GamePro gave it an acclaimed review, awarding it five out of five, saying that it was "a prime lesson on simple yet addictive gameplay with awe-inspiring visuals - a blend that no gamer should miss". Benjamin Galway from GameSpy gave the game a positive review: "While the story isn't quite as moving as the original, Klonoa 2 has a wonderful mix of action, great control, nice challenge [...], and just beautiful presentation". IGNs David Smith gave the game a positive review: "With the aid of PS2 graphics, not only is Klonoa the star of a superior platformer, he's the star of one of the most beautiful games available". GameZone too gave it a positive review, saying that the game was one that would make you "smile". GameSpot gave it a positive review, praising it for its "airtight gameplay, awesome visuals, and great soundtrack", and saying that it was an "almost perfect platform game [...] almost".

Jim Preston reviewed the PlayStation 2 version of the game for Next Generation, saying that it was "worth renting for its first-rate visuals" but lamented that it was "short, sweet, and shallow".

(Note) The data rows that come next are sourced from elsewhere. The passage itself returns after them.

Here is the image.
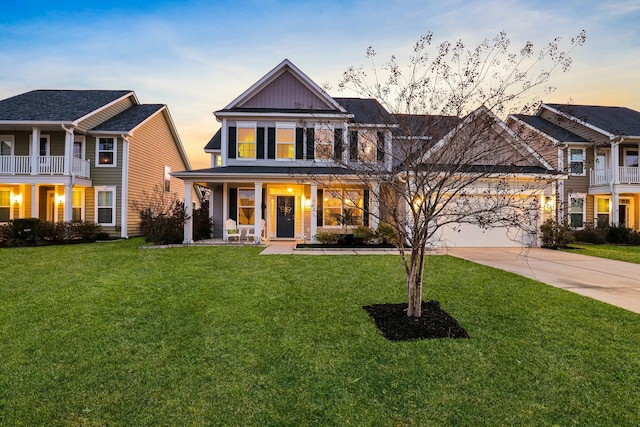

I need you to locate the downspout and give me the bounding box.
[120,134,129,239]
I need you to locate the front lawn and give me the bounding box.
[0,239,640,426]
[563,243,640,264]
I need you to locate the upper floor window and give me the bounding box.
[96,137,116,166]
[315,127,333,160]
[569,148,585,175]
[238,128,256,159]
[276,123,296,160]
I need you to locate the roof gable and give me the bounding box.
[224,59,345,113]
[0,90,135,123]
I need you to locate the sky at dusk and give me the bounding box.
[0,0,640,168]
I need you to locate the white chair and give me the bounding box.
[223,218,240,242]
[244,219,267,242]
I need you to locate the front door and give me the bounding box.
[276,196,296,238]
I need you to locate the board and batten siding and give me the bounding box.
[78,96,134,132]
[127,111,189,236]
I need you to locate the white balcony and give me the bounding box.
[589,166,640,186]
[0,156,90,178]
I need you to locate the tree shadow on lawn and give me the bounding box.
[362,301,470,341]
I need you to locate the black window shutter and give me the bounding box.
[229,188,238,221]
[307,128,316,160]
[362,190,369,227]
[227,126,237,159]
[333,129,344,160]
[349,130,358,162]
[377,131,384,162]
[296,128,304,160]
[267,128,276,159]
[256,128,264,159]
[316,190,324,227]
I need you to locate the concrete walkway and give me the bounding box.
[447,248,640,313]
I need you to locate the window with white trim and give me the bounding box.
[569,194,587,228]
[315,126,334,160]
[0,190,11,222]
[569,148,586,176]
[276,123,296,160]
[95,187,116,225]
[322,189,364,227]
[237,128,256,160]
[96,136,118,167]
[238,188,256,225]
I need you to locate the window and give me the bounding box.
[0,190,11,222]
[96,187,116,225]
[596,197,611,228]
[238,188,256,225]
[315,127,333,160]
[276,123,296,160]
[569,148,585,175]
[238,126,256,159]
[163,166,171,193]
[569,194,586,228]
[322,190,364,227]
[96,137,116,166]
[71,190,84,221]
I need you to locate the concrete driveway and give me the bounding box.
[447,248,640,313]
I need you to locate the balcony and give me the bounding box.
[0,156,91,178]
[589,166,640,186]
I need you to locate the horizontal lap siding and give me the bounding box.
[127,112,189,236]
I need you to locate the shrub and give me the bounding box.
[540,218,571,249]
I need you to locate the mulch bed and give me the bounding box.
[362,301,470,341]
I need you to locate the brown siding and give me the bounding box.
[127,112,189,236]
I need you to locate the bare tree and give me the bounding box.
[324,32,586,317]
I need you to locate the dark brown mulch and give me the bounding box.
[362,301,469,341]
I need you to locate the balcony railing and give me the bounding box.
[0,156,91,178]
[589,166,640,185]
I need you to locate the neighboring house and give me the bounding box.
[507,104,640,230]
[173,60,551,246]
[0,90,191,237]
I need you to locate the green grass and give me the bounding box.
[0,239,640,426]
[563,243,640,264]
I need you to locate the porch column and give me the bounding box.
[253,181,262,243]
[63,184,73,222]
[31,127,40,175]
[31,184,38,218]
[309,184,318,243]
[182,180,193,244]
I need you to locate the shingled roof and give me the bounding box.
[512,114,589,143]
[543,104,640,136]
[0,90,133,122]
[92,104,165,132]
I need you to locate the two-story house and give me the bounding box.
[173,60,554,246]
[507,104,640,230]
[0,90,191,237]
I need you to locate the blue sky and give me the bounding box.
[0,0,640,168]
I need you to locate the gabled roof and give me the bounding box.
[333,98,397,126]
[540,104,640,137]
[509,114,589,142]
[0,90,135,123]
[216,59,346,115]
[91,104,166,133]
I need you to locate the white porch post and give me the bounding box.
[253,181,262,243]
[369,182,380,231]
[309,184,318,243]
[31,127,40,175]
[63,184,73,222]
[31,184,38,218]
[183,180,193,244]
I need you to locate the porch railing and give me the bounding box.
[589,166,640,185]
[0,156,91,178]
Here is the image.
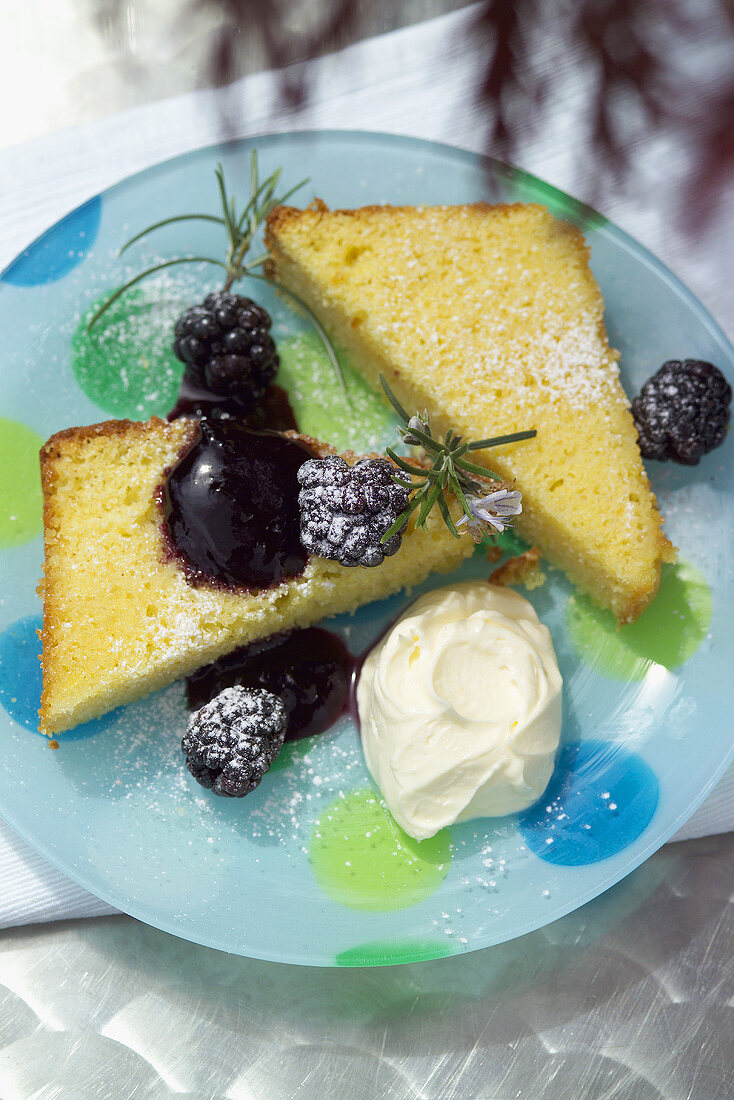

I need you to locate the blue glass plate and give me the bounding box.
[0,132,734,966]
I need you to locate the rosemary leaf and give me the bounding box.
[118,213,224,256]
[87,256,227,332]
[468,428,538,451]
[380,374,410,425]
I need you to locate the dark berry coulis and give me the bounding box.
[161,419,314,589]
[166,375,298,431]
[187,627,358,740]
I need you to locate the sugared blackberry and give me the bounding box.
[180,686,287,799]
[632,359,732,466]
[298,455,408,565]
[173,290,280,404]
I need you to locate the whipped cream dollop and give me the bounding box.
[357,581,561,840]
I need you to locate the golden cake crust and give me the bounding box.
[39,418,472,734]
[265,200,675,623]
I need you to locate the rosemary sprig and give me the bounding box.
[380,375,537,542]
[87,150,349,400]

Although the game was well-received from many game critics, the game underperformed in sales. Klonoa 2: Lunatea's Veil sold 133,401 copies in Japan during 2001, making it the 85th best-selling game of the year. Famitsu reported that the game sold 33,785 copies during its first week of release in that region. Klonoa 2, along with MotoGP and Seven: Molmorth no Kiheitai, were expected to sell a combined 900,000 copies during the release quarter, but only managed to sell 290,000 units together. Lunatea's Veil was re-released in Japan on June 27, 2002 as part of Sony's The Best range of budget titles.

===Accolades===
Klonoa 2: Lunatea's Veil won GameSpy's PlayStation 2 "Platform Game of the Year" in 2001 and was later named the 20th best PlayStation 2 game by the website. Gaming Age also named it the best platformer in its "Best of 2001 Awards". It was also a runner-up for GameSpots annual "Best Platform Game" award among console games, which went to Conker's Bad Fur Day. It was called the tenth best PlayStation 2 game for the system's first year by IGN. In 2004, staff of IGN also included it as "one of twelve games you've probably never played, but should".

In 2025, Klonoa 2: Lunatea's Veil was included on indy100's best 100 video games of all time list.